Significance and Claims
The authors claim that this work provides a theoretical foundation for empirical observations regarding the entropy of neural network weights (e.g., low entropy in exponent bits, high entropy in mantissa bits). The results suggest that:

Thermodynamic Efficiency: Mantissa bits are thermodynamically expensive, while exponent bits are cheap. This supports the efficacy of number formats like bfloat16, which reduce mantissa bits while retaining exponent precision.
Data Quality: Less noisy, more structured data (higher SNR) yields lower fundamental energy costs for training.

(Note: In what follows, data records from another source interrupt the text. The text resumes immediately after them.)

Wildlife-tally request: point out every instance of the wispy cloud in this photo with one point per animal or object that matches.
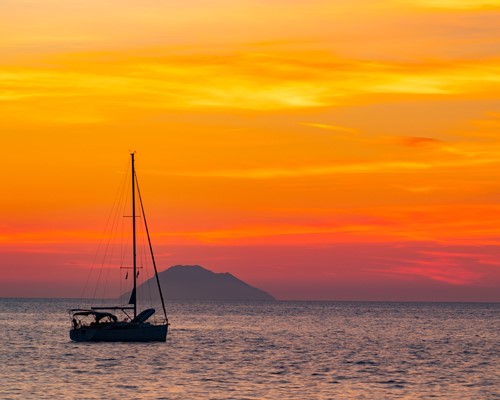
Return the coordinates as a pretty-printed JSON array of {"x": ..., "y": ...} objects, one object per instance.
[
  {"x": 455, "y": 4},
  {"x": 334, "y": 128}
]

Optimization: There exists an energy-optimal dataset size; blindly increasing data size to improve accuracy may be counterproductive from a thermodynamic and economic perspective due to the irreducible noise floor.
Future Directions: The paper positions this single-parameter analysis as a stepping stone toward understanding multi-parameter models, suggesting potential generalizations via the Neural Tangent Kernel. It acknowledges that determining the true entropy flow to the environment ( $\Delta S_{env}$ ) and specific mismatch costs requires further physical modeling of hardware implementations (e.g., CMOS), which is left for future work.

The study does not propose new hardware or specific experimental protocols but rather offers a thermodynamic framework for evaluating the efficiency of existing linear modeling algorithms and their scaling laws.